Submission

You should submit the R file (R script or Rmd-file) by the end of a midterm via this link.

General notes

Note 1: you can use either basic plotting functions in R or ggplot2 for creating graphs. If your graphs look pretty (accurate titles, labels, colors, etc), you can earn bonus 1-2 points for each problem: 1 for pretty basic graphs, 2 for ggplot2 ones.

Note 2: you can use either basic R functions for data handling or dplyr ones. If you use dplyr, you can get 1 extra point.

Data description

Data stored in survey01.csv contains the results of a survey organized at the bachelour programme on psychology. First year students were asked to provide some personal information (except name) and to participate in a small experiment. Participants had to evaluate the length of the interval and the size of the angle shown at the whiteboard. Then the absolute values of deviations from the correct answers (for length and angle) were recorded.

Variables:

Problem 1 (2 points)

  1. Load data using this link and save it as surv.
  2. Get descriptive statistics for all variables in a dataset. Choose one quantitative variable and interpret all the statistics for this variable.
  3. Delete rows that contain missing values and save changes to surv.

Problem 2 (3 points)

  1. Keep only those rows that correspond to students from Moscow and not from Moscow. Save changes to surv.

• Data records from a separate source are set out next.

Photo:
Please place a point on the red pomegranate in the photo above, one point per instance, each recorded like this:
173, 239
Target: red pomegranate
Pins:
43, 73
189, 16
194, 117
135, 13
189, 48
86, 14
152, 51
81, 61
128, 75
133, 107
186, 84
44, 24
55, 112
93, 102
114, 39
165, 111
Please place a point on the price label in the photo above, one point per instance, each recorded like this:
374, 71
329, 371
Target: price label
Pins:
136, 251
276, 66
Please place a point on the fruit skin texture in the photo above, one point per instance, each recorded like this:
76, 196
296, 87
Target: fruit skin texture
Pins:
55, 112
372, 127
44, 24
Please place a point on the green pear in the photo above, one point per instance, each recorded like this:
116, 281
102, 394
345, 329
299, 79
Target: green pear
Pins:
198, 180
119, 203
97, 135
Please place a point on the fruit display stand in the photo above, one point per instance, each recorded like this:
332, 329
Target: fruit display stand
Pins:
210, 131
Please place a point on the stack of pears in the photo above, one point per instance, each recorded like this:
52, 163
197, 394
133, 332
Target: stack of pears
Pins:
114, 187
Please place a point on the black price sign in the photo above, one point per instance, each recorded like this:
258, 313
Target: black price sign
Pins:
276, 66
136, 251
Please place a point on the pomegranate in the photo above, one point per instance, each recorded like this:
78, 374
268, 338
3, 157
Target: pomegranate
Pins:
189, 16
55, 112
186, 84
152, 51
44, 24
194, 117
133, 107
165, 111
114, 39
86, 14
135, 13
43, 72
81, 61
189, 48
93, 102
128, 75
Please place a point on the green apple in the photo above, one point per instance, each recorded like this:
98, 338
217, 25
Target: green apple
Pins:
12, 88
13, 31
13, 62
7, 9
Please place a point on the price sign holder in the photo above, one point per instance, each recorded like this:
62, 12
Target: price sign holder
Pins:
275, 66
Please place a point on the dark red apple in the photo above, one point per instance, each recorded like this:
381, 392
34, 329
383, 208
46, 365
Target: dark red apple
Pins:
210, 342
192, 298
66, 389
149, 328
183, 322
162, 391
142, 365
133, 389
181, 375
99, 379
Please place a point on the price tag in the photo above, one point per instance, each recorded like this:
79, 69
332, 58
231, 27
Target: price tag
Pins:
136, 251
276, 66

  2. Keep only those rows that correspond to students who specified their sex correctly (only 1 and 2, not 3 or 22). Save changes to surv.

  3. Exclude rows that correspond to students who claimed that the length of an interval and the angle provided equal 0. Save changes to surv.

Problem 3 (6 points)

  1. Create a histogram of height. Describe this distribution in words: say whether it is symmetric or not and if it is not symmetric, state whether it is right-skewed or left-skewed.

  2. Judging by this histogram, can we say that there are outliers in this sample of students? Explain your answer.

  3. Create a boxplot of length. Are there outliers in data? If yes, are they ‘natural’ (really extreme values) or might have occured as a result of mistake?

Problem 4 (8 points)

Imagine that you are asked to check whether the deviation from the correct answer to the question about an interval length is different for students who chose R and for those who chose SPSS. You are going to perform formal hypothesis testing.

  1. Formulate the null hypothesis you are going to test. Write it as a comment.

  2. Choose a suitable test and perform it in R. Report the R code and the output.

  3. Make a statistical conclusion: decide whether your null hypothesis is rejected at the 5% statistical level. Write it as a comment.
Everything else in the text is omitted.